About six AM he got into a horrible car crash. At seven AM he arrived in our trauma bay. We spoke to his mother and father at about ten. We told them that he had suffered a massive brain injury and that his chances of survival were essentially zero. The pain and the guilt in their faces were devastating to witness.

The only things left to do were the brain death exams. As a trauma team we tried to elicit pain by pinching his nails; we dripped water into his eyes to see if he would blink; we brushed gauze against his corneas to see if he had any sense at all in his eyes; we blasted cold water into his ears to see if his brain was active enough to sense the temperature change; we turned off the ventilator to see if he would breath. Another physician came and did the same exam with the same results – our patient was dead.

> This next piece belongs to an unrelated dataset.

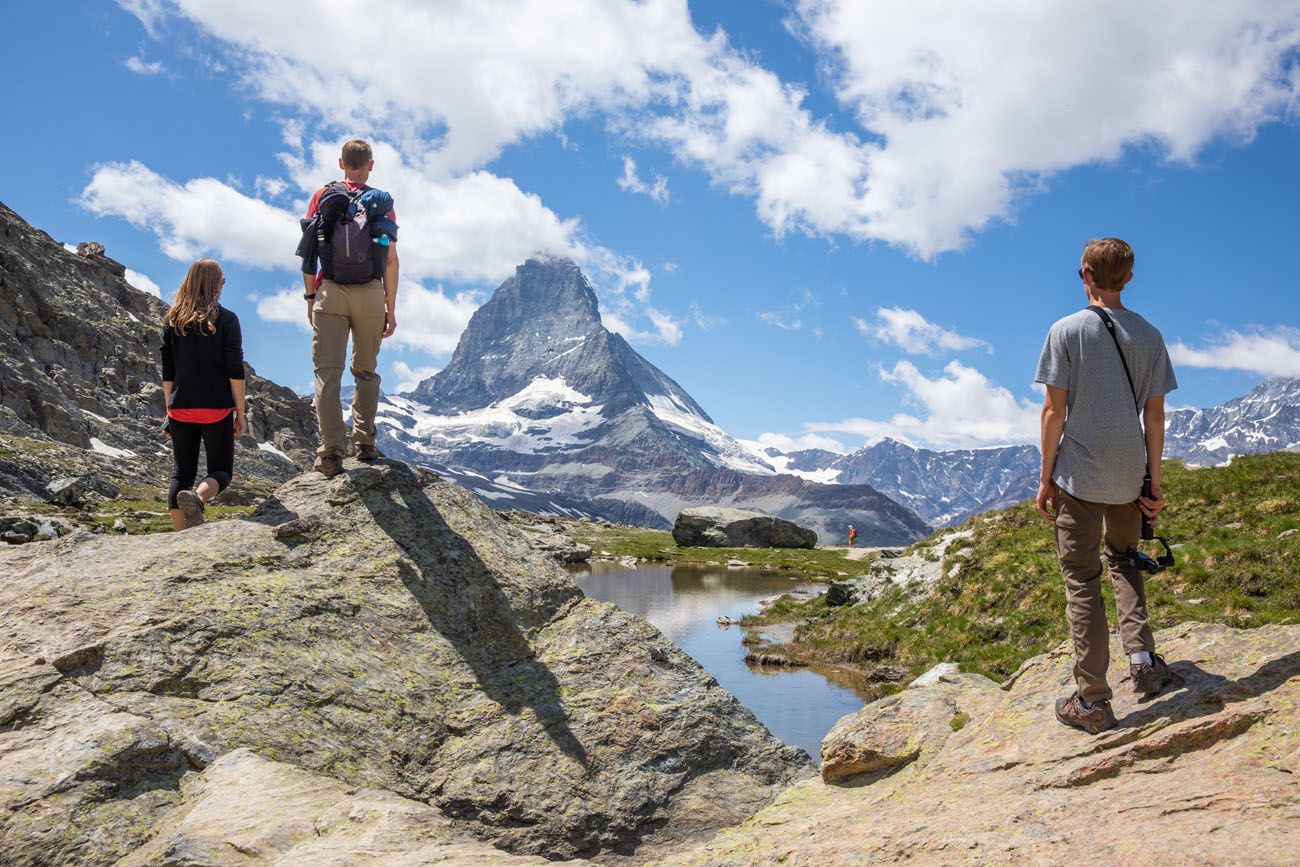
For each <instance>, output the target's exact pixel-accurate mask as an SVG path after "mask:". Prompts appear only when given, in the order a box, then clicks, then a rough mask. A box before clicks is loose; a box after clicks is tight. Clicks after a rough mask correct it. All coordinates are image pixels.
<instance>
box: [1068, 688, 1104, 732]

Another women came in a few hours earlier. She was young, too young to have already survived high-grade breast cancer, and the chemo-radiation and surgery and subsequent reconstructive surgery needed to do so. She had regained her life, and was working with mentally challenged adults, helping them get to and from whatever activities and appointments they needed to life a somewhat normal life. The other day a man fell on her, and hurt her arm. Over the next day her arm became swollen and tense. Her heart raced, and her blood pressure dropped. She came into the ER with a very palpable radial pulse – that’s the one you can feel on your wrist just above your thumb. It’s the one people try to sever when they commit suicide. This morning she lost the sensation of that pulse, which meant the internal pressures in her arm were so high that it they were occluding the blood from flowing into her arm. And so we took her to the OR to explore her arm.

Her arm was dead. All of it. Her muscles, her fascia, her nerves, even her veins….all dead. We went into the operating room thinking that we might make a couple incisions and relieve some excess pressure – we ended up disarticulating her shoulder joint and amputating her entire right arm, putting on a temporary dressing, and transferring her to another hospital where they could treat her with hyperbaric oxygen – a last ditch effort to save her life.

Sometimes I feel my own pulse, just to make sure it’s there. I place my left first two fingers on my right wrist and feel the pulsations transferring from one wrist to the other hand. I think that it’s so odd, that here is the place where I (well, where others) would take their life, and it is here where I (yes, I) feel to confirm life.

It’s nice to know I have a pulse, even as death actually is all around us.